Si la bile jaune en pénétrant dans l’estomac ne devait pas y causer de grands dommages, la nature aurait eu tort de négliger l’emploi utile d’une humeur qui chaque jour nous eût débarrassés des superfluités visqueuses. Mais si cet avantage est si mince qu’il puisse être aisément suppléé par un auxiliaire du dehors, tandis que les accidents occasionnés par la bile eussent été capables de détruire entièrement la fonction de l’estomac, je ne conçois pas comment on serait assez ingrat envers une nature pleine de prévoyance à notre égard, assez avare de justes éloges pour lui distribuer non la louange, mais le blâme. Qui donc ignore que la bile jaune est notablement âcre, mordante, et qu’elle exerce encore sur toutes les parties une action détersive ? Qui donc a rendu par le bas une quantité considérable de cette bile sans avoir éprouvé une mordication préalable des intestins ? Qui ne sait que les vomissements bilieux sont nécessairement précédés de certaines affections douloureuses, entre autres de cardialgie ou mordication de l’orifice de l’estomac (στόμα τῆς γαστρός) ? Voulez-vous qu’à ce propos nous rappelions les écrits d’Hippocrate[1] et que nous fassions comparaître un aussi grand témoin pour une chose connue de tous ? cela serait complètement inutile et superflu ; et cependant si la propriété de la bile jaune est généralement connue, on peut facilement en conclure qu’introduite dans l’estomac elle détruirait toute la fonction de ce viscère. En effet, si la bile en pénétrant sans mélange dans les premiers intestins les stimule, les aiguillonne et y prévient le séjour des aliments, à plus forte raison dans l’estomac doué de plus de sensibilité que le jéjunum, elle l’eût contraint à précipiter la sortie des aliments avant leur parfaite coction. Cette conclusion paraît si évidente qu’elle ne demande pas une plus longue démonstration.

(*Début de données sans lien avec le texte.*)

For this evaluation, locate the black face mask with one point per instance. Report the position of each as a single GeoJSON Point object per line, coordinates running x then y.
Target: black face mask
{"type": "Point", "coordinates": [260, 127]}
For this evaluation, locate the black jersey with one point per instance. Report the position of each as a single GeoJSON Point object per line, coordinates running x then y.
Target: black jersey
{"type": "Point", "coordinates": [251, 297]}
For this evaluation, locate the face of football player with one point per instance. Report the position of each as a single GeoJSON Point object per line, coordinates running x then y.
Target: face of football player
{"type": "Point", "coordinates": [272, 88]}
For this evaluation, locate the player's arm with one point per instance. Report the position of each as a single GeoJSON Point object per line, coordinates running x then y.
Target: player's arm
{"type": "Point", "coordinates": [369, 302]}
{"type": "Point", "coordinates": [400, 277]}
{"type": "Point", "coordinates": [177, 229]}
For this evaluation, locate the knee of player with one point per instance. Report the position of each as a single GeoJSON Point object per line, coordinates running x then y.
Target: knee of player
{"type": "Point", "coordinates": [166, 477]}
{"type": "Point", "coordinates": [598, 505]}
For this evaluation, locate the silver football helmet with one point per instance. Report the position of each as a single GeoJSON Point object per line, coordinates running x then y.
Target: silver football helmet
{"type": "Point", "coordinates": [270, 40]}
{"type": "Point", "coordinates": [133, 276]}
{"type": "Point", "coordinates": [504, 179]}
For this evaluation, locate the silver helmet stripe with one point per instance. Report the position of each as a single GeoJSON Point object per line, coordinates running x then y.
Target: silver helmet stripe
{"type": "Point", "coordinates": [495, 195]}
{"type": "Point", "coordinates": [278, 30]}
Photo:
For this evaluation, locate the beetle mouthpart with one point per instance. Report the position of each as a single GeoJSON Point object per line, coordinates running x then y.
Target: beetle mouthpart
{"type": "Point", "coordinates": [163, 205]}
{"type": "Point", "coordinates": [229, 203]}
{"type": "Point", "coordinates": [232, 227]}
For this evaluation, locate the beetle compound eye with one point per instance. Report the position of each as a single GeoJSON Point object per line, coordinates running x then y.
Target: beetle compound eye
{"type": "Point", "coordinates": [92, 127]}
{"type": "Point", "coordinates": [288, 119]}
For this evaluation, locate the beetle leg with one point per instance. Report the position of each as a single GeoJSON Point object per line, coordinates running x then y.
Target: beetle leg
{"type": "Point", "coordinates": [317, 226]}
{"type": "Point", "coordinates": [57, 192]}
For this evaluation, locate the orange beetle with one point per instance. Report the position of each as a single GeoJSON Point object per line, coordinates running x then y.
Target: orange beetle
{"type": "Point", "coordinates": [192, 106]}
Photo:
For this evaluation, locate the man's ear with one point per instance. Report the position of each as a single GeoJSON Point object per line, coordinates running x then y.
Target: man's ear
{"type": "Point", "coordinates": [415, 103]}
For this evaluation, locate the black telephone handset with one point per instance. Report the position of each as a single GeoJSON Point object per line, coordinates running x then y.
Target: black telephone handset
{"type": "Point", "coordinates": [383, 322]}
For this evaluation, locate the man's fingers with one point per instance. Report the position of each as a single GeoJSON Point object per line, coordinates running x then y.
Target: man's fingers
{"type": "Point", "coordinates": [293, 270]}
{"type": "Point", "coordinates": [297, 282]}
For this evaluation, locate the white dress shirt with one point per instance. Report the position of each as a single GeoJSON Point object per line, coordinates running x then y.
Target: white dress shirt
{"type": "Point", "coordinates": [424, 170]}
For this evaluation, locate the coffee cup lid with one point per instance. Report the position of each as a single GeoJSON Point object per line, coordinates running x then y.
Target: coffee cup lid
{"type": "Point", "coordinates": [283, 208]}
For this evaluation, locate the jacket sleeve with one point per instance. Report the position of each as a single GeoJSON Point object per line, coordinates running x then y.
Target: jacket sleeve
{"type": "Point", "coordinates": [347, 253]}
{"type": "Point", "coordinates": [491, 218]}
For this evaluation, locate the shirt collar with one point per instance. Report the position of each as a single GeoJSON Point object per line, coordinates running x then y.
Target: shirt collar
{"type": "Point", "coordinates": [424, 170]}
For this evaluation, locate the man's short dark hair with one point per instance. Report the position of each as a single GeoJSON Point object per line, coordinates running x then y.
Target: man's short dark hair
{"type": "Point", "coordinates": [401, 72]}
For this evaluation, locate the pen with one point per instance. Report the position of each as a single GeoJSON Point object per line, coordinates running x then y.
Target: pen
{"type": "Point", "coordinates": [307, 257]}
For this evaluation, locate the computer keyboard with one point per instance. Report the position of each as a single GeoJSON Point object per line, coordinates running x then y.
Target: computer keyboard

On sait bien, en effet, qu’une mordication violente expulse les aliments encore crus. On comprend donc, qu’en tout état de santé, l’introduction dans l’estomac d’une bile abondante ne permettrait pas aux aliments d’y séjourner. L’estomac stimulé par l’âcreté de

  1. Voy. dans mon édit. Pronost., § 24 ; cf. Aph., IV, 17 ; De l’ancienne médecine, § 19, t. 1, p. 618, édition des Œuvres d’Hippocrate, par E. Littré.